After the interval, the four Iberian-focused pieces felt as if they had been chosen from Ravel’s greatest hits — Rapsodie espagnole, Pavane pour une infante défunte, Alborada del gracioso and Boléro, which attempted to recreate some form of artificially created Spanish symphony, with the serious opening, slow dance movement, quasi-scherzo and rousing crowd pleasing finale. The most successfully executed was  the vivacious Alborada, the Pavane was almost too British and reserved. In Boléro, Hindoyan conducted few notes until the entrance of the second snare. Being so hands off brought a spontaneity, but the start was too loud, making it difficult to pace the gradual increase in dynamics, which had no more space to grow by the time we reached the fifteenth repetition. The players were generally freer and more expressive, with the most memorable solo coming from the tenor saxophone.

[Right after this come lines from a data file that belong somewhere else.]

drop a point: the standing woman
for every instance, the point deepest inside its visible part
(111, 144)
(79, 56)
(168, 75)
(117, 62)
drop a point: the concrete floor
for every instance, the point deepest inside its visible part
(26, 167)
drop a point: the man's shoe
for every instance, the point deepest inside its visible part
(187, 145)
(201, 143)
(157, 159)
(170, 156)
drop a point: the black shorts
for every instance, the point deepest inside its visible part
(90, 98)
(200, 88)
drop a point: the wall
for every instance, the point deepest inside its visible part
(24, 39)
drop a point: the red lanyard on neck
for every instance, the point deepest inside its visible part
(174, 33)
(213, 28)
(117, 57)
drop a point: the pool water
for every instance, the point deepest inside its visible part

In the denser passages of the Ibert and Ravel, Hindoyan brought a richness of sound and colour; in the thinner textures, the same finesse was consistently lacking. Whilst the playing from the RLPO was of the highest order, the balance and the shaping of the phrasing to make a polished and utterly convincing performance was not present. Whilst there were many commendable moments and highly accomplished playing, the musical bonds were not sufficiently strong enough to bring the intensity of rhythm, passion and spirit of Spanish music alive with vibrancy. Coming out in the misty evening, the performances and weather were disappointingly equally matched.